Getting Started on Astro#
While it is possible to use Cosmos on Astro with all Execution Modes, we recommend using the local
execution mode. It’s the simplest to set up and use.
Pre-requisites#
To get started, you should have:
The Astro CLI installed. You can find installation instructions here.
An Astro CLI project. You can initialize a new project with
astro dev init
.
Create a virtual environment#
Create a virtual environment in your Dockerfile
using the sample below. Be sure to replace <your-dbt-adapter>
with the actual adapter you need (i.e. dbt-redshift
, dbt-snowflake
). It’s recommended to use a virtual environment because dbt and Airflow can have conflicting dependencies.
FROM quay.io/astronomer/astro-runtime:10.0.0
# install dbt into a virtual environment
RUN python -m venv dbt_venv && source dbt_venv/bin/activate && \
pip install --no-cache-dir <your-dbt-adapter> && deactivate
Install Cosmos#
Add Cosmos to your project’s requirements.txt
.
astronomer-cosmos
Move your dbt project into the DAGs directory#
Make a new folder, dbt
, inside your local project’s dags
folder. Then, copy/paste your dbt project into the directory and create a file called my_cosmos_dag.py
in the root of your DAGs directory. Your project structure should look like this:
├── dags/
│ ├── dbt/
│ │ └── my_dbt_project/
│ │ ├── dbt_project.yml
│ │ ├── models/
│ │ │ ├── my_model.sql
│ │ │ └── my_other_model.sql
│ │ └── macros/
│ │ ├── my_macro.sql
│ │ └── my_other_macro.sql
│ └── my_cosmos_dag.py
├── Dockerfile
├── requirements.txt
└── ...
Note: your dbt projects can go anywhere on the Airflow image. By default, Cosmos looks in the /usr/local/airflow/dags/dbt
directory, but you can change this by setting the dbt_project_dir
argument when you create your DAG instance.
For example, if you wanted to put your dbt project in the /usr/local/airflow/dags/my_dbt_project
directory, you would do:
from cosmos import DbtDag, ProjectConfig
my_cosmos_dag = DbtDag(
project_config=ProjectConfig(
dbt_project_path="/usr/local/airflow/dags/my_dbt_project",
),
# ...,
)
Create a dagfile#
In your my_cosmos_dag.py
file, import the DbtDag
class from Cosmos and create a new DAG instance. Make sure to use the dbt_executable_path
argument to point to the virtual environment you created in step 1.
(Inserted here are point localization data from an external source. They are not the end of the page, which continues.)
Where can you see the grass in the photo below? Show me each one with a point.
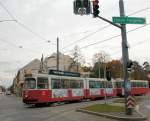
(138, 99)
(102, 108)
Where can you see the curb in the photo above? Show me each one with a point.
(129, 118)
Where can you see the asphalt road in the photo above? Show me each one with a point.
(12, 109)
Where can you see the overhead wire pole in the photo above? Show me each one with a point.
(125, 55)
(57, 53)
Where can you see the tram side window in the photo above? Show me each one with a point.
(80, 84)
(109, 85)
(56, 84)
(76, 84)
(42, 83)
(65, 83)
(94, 84)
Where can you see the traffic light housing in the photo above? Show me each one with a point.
(77, 4)
(95, 8)
(82, 7)
(129, 66)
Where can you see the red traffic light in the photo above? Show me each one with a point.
(95, 8)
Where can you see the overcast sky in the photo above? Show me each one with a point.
(40, 21)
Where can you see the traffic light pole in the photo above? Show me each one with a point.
(125, 56)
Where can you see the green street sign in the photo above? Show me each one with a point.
(129, 20)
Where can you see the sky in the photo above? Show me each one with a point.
(35, 24)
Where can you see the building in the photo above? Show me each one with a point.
(66, 63)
from cosmos import DbtDag, ProjectConfig, ProfileConfig, ExecutionConfig
from cosmos.profiles import PostgresUserPasswordProfileMapping
profile_config = ProfileConfig(
profile_name="default",
target_name="dev",
profile_mapping=PostgresUserPasswordProfileMapping(
conn_id="airflow_db",
profile_args={"schema": "public"},
),
)
my_cosmos_dag = DbtDag(
project_config=ProjectConfig(
"/usr/local/airflow/dags/my_dbt_project",
),
profile_config=profile_config,
execution_config=ExecutionConfig(
dbt_executable_path=f"{os.environ['AIRFLOW_HOME']}/dbt_venv/bin/dbt",
),
# normal dag parameters
schedule_interval="@daily",
start_date=datetime(2023, 1, 1),
catchup=False,
dag_id="my_cosmos_dag",
default_args={"retries": 2},
)
Note
In some cases, especially in larger dbt projects, you might run into a DagBag import timeout
error.
This error can be resolved by increasing the value of the Airflow configuration core.dagbag_import_timeout.
Start your project#
Start your project with astro dev start
. You should see your Airflow DAG in the Airflow UI (localhost:8080
by default), where you can trigger it.